Thanks to New York Public Radio’s contemporary classical stream Q2 Music, you can hit the player above and listen to the full CD free of charge during itsAlbum of the Week run.

Pianist Hochman has created his entire album around variations — one, the Brahms at the end, comes from the late classical era, while the others are from our time, our tensions, our tonalities. It’s a gratifying concept for a CD that leaves you admiring Hochman for the range of interpretive intelligence he brings to five very different composers’ creative voices.

And that’s where I began our interview.

‘The Brahms is the work I have lived with the longest’

Thought Catalog: Let me start by asking whether your own interpretive voice is naturally closer to one or another of the idioms represented here? The distance from Brahms to Berio, alone, is no short haul, and your capability in each of these stylistic constructs makes me wonder if there’s one composer with whom you might feel most comfortable?

Benjamin Hochman
Benjamin Hochman

Benjamin Hochman: In this album, I wanted to group together some beautiful piano works that happen to be in variation form. The innate versatility of the form has proven to be a natural draw for composers of all eras, and in the last century or so in particular, composers of greatly contrasting styles have used this form as a canvas for their distinctive musical ideas.

What I loved about preparing, performing and recording this project was both the cohesiveness of the concept and the freedom provided by each composer’s individual idiom.

My relationship with each composer and work on this recording has its own story and trajectory. Each encounter with the music creates impressions that eventually build an interpretation: practice sessions, performances, time spent thinking about the music at the piano and away from it, even dreams.

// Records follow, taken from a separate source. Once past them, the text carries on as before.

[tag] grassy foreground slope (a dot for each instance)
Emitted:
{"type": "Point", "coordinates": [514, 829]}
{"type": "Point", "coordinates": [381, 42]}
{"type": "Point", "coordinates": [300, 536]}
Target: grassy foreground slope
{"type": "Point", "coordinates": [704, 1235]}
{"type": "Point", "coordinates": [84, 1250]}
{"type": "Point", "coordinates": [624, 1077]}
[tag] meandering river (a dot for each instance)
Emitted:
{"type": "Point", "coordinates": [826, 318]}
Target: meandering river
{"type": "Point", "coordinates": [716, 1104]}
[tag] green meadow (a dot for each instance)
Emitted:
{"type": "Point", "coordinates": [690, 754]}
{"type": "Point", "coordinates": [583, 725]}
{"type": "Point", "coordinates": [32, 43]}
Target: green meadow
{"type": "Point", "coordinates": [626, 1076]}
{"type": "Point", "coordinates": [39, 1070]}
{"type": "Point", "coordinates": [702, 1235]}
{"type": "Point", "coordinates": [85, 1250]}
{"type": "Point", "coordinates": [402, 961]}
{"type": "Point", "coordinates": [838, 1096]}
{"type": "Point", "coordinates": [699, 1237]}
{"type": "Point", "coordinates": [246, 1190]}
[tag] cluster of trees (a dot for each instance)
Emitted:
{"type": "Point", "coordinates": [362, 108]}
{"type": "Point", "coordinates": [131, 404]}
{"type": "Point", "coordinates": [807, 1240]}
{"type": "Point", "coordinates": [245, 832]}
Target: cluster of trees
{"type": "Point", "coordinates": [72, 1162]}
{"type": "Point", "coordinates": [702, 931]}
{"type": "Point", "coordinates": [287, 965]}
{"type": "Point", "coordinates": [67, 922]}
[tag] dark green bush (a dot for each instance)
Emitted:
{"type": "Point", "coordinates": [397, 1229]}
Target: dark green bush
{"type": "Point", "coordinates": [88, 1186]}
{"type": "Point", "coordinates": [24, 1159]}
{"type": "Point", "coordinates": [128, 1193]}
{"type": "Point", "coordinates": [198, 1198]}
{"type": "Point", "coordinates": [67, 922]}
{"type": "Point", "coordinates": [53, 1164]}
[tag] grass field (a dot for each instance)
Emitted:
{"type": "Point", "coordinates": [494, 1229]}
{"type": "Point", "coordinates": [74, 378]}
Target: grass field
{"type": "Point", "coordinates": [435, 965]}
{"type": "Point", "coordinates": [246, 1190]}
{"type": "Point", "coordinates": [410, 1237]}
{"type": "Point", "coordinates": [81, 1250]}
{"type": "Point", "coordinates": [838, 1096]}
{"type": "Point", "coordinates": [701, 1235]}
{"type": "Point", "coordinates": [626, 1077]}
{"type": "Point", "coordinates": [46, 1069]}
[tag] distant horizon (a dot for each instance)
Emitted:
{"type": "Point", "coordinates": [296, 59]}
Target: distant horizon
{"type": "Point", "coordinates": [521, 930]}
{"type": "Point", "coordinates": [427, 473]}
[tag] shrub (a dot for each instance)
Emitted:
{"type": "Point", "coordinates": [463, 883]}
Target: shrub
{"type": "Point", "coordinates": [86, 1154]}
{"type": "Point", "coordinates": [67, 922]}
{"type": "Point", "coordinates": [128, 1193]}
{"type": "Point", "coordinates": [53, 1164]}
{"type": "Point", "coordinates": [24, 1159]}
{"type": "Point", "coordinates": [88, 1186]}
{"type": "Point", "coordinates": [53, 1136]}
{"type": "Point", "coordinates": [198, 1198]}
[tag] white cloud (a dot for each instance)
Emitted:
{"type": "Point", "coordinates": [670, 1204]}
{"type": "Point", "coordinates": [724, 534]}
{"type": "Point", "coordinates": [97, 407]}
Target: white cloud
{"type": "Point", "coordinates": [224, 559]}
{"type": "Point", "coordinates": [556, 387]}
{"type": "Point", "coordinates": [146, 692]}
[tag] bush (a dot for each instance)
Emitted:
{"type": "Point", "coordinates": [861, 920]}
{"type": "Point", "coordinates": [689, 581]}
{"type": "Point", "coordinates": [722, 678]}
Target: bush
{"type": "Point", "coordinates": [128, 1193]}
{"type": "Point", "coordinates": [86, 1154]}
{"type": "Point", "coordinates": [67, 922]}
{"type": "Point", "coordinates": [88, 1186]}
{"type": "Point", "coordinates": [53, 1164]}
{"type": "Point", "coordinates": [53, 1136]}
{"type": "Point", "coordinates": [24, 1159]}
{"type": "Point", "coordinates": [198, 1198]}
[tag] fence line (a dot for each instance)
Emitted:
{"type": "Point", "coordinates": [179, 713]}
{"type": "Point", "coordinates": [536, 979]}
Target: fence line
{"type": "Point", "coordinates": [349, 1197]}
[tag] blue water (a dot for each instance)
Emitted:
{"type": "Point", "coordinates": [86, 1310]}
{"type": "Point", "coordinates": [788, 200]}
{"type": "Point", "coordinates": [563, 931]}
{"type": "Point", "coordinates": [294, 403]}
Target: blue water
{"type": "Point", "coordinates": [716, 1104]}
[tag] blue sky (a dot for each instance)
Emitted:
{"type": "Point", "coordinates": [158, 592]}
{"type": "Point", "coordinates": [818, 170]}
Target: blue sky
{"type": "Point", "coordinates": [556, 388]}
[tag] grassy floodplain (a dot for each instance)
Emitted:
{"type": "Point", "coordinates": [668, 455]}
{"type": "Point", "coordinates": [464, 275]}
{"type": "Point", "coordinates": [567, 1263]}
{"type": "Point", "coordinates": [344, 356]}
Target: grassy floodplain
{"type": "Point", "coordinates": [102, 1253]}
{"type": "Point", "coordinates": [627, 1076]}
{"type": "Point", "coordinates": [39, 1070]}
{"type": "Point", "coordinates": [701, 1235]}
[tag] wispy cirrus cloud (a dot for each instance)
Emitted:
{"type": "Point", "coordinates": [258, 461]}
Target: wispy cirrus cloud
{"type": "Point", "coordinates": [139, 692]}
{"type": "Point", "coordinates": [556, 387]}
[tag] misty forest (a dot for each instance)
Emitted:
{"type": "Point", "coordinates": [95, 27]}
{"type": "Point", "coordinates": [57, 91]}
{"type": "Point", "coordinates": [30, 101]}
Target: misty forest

The Brahms is the work I have lived with the longest: I learned it as a teenager and performed it in my very first concert in America, as a student at the Curtis Institute of Music. I love Brahms’ music and have played quite a lot of it: his Händel Variations are a true masterpiece that I enjoy coming back to time and again.

With the three living composers represented here, my experience meeting them personally was very meaningful.

TC: You’ve met Knussen?

BH: I attended a rehearsal of Oliver Knussen conducting the Curtis Symphony and was immediately impressed by his incisive, clear and commanding approach to music. This led me to explore his oeuvre and eventually to his Piano Variations. The combination of tightly coiled energy, playfulness and colorful use of the piano is very appealing to me.

TC: And George Benjamin?

BH: When I was a student at the Marlboro Music Festival in 2001, George Benjamin was composer-in-residence: he conducted his own music and even improvised late one evening on the piano to provide music for a silent movie. His refined, sophisticated music speaks to me very much. Meditation on Haydn’s Name is beautiful, gentle and flowing, with an improvisatory flair.

TC: And Peter Lieberson.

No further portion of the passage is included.